Traditional Culture Encyclopedia - Traditional festivals - The full text of Beijing Spring Festival describes a large number of Chinese New Year customs in old Beijing in chronological order. What are the details?

The full text of Beijing Spring Festival describes a large number of Chinese New Year customs in old Beijing in chronological order. What are the details?

Write New Year's Eve, the first day of the first month, and the fifteenth day of the first month in detail, and briefly write the seventh and twenty-third days of the twelfth month.

Original text:

According to the old rules in Beijing, the Spring Festival begins almost at the beginning of the twelfth lunar month. "La Qibala, freeze to death in western Western jackdaw", which is the coldest time of the year. On Laba Festival, everyone cooks Laba porridge. Porridge is made of all kinds of rice, beans and dried fruits. This is not porridge, but a small agricultural exhibition.

In addition, laba garlic will be soaked on this day. Put garlic cloves in vinegar, seal them, and serve as jiaozi for the New Year. By the end of the year, garlic is soaked like jade, and vinegar is a little spicy, which makes people want to eat more jiaozi. In Beijing, during the Spring Festival, every family eats jiaozi.

When children prepare for the Spring Festival, the first important thing is to buy miscellaneous company. This is made of dried fruits such as peanuts, dates, hazelnuts and chestnuts mixed with candied fruit. Children like to eat these odds and ends. The second important thing is to buy firecrackers, especially boys. I'm afraid the third thing is to buy all kinds of things-kites, diabolos, harmonicas and so on.

The children are happy and the adults are busy. They must prepare food, drink, wear and use for the new year to show the new atmosphere of the new year.

Lunar New Year's Eve is almost a preview of the Spring Festival. As soon as black firecrackers go off, it smells like Chinese New Year. On this day, I want to eat sugar. There are many vendors selling maltose and glutinous rice candy in the street. Sugar is rectangular or melon-shaped, sweet and sticky, and children like it best.

After twenty-three, everyone is busier. We must clean up once, and we must prepare enough meat, chicken, fish, vegetables and rice cakes-most shops are closed from the first day of the first month to the fifth day of the first month and don't open until the sixth day of the first month.

New Year's Eve is really lively. Every household is scrambling to make new year's dishes, and there is wine and meat everywhere. Men, women and children all put on new clothes, with red couplets outside the door and all kinds of New Year pictures in the room. On New Year's Eve, every household lights up all night and firecrackers are not allowed to stop. People who work outside will go home for a reunion dinner unless they have to. That night, except for very young children, no one slept, and everyone had to stay up late.

The scene on the first day of the first month is completely different from the scene on New Year's Eve: all the shopkeepers put up boards, the firecrackers were piled up in front of the door last night, and the whole city was resting.

Men pay New Year greetings to relatives and friends before noon. Women receive guests at home. Many temples inside and outside the city hold temple fairs, and vendors set up stalls outside the temples to sell tea, food and various toys. Children especially like to visit temple fairs, in order to have a chance to see the wild scenery outside the city, ride donkeys and buy those special toys for the New Year. There are horse races and camel races at the temple fair. These competitions are not to see who is the first and who is the second, but to show the graceful posture and skillful skills of horses, camels and riders in front of the audience.
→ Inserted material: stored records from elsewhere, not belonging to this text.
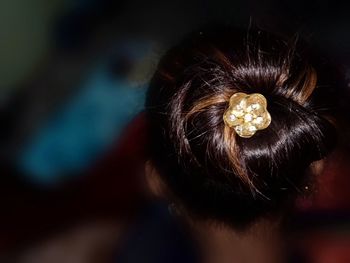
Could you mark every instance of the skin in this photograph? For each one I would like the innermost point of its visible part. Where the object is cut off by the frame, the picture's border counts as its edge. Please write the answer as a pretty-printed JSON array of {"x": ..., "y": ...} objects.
[{"x": 219, "y": 243}]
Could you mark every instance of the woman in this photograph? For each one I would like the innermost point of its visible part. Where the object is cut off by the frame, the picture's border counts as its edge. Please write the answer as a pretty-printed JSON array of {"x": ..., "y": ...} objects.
[{"x": 237, "y": 125}]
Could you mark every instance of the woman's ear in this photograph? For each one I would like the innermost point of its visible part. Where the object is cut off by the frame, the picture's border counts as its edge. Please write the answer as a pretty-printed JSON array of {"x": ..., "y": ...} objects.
[{"x": 154, "y": 183}]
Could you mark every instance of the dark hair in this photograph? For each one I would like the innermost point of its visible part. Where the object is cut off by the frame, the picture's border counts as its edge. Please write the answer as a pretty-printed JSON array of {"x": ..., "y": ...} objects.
[{"x": 212, "y": 171}]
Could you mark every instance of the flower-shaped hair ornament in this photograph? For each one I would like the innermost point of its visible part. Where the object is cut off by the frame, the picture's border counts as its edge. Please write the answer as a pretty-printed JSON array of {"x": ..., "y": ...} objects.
[{"x": 247, "y": 113}]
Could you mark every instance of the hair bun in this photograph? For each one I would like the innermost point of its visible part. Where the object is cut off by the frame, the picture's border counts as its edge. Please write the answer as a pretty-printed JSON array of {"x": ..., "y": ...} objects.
[{"x": 205, "y": 163}]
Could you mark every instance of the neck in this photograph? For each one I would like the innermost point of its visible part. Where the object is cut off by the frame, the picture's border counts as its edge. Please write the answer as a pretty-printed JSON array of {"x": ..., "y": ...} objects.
[{"x": 259, "y": 243}]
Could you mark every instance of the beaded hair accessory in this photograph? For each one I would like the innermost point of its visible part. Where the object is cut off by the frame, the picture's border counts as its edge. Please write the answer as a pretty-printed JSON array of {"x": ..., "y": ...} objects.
[{"x": 247, "y": 113}]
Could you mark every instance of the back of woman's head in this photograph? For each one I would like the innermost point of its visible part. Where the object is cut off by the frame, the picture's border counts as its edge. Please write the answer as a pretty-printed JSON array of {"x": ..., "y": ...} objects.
[{"x": 212, "y": 171}]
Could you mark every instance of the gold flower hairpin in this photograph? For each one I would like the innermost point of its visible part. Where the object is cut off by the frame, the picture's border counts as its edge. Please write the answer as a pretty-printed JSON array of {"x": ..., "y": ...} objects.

Most shopkeepers open their doors on the sixth day of the first month, but they are not very busy. The guys in the shop can also take turns visiting temple fairs, flyovers and operas.

The listing of the Lantern Festival has brought another climax to Spring Festival travel rush. On the fifteenth day of the first month, lights are decorated everywhere, and the whole street seems to be a happy event, prosperous and beautiful. Hundreds of lamps are hung in famous old shops, some are all made of glass, some are all made of horns, some are gauze lamps, and some are all painted with all the stories of a dream of red mansions or the outlaws of the marsh. This is also the advertisement of that year. As soon as the light is hung, anyone can visit the shop. At night, more people will watch by lighting candles under the light.

Children buy all kinds of fireworks to set off, even if they don't go to the street to be naughty, they can still play with sound and light at home. There are also lights at home: lanterns, palace lanterns, all kinds of paper lanterns, and gauze lanterns, with small bells inside, which will jingle when the time comes. On this day, everyone must also eat Yuanxiao! This is indeed a beautiful and happy day.

Blink of an eye to the residual light temple, the end of the Spring Festival on the 19th day of the first month. Students have to go to school and adults have to do things as usual. The twelfth lunar month and the first lunar month are the most leisure times for everyone in the countryside. After the Lantern Festival, the weather turned warmer and everyone went to work again. Although Beijing is a city, it also celebrates the New Year with the countryside. It's too noisy.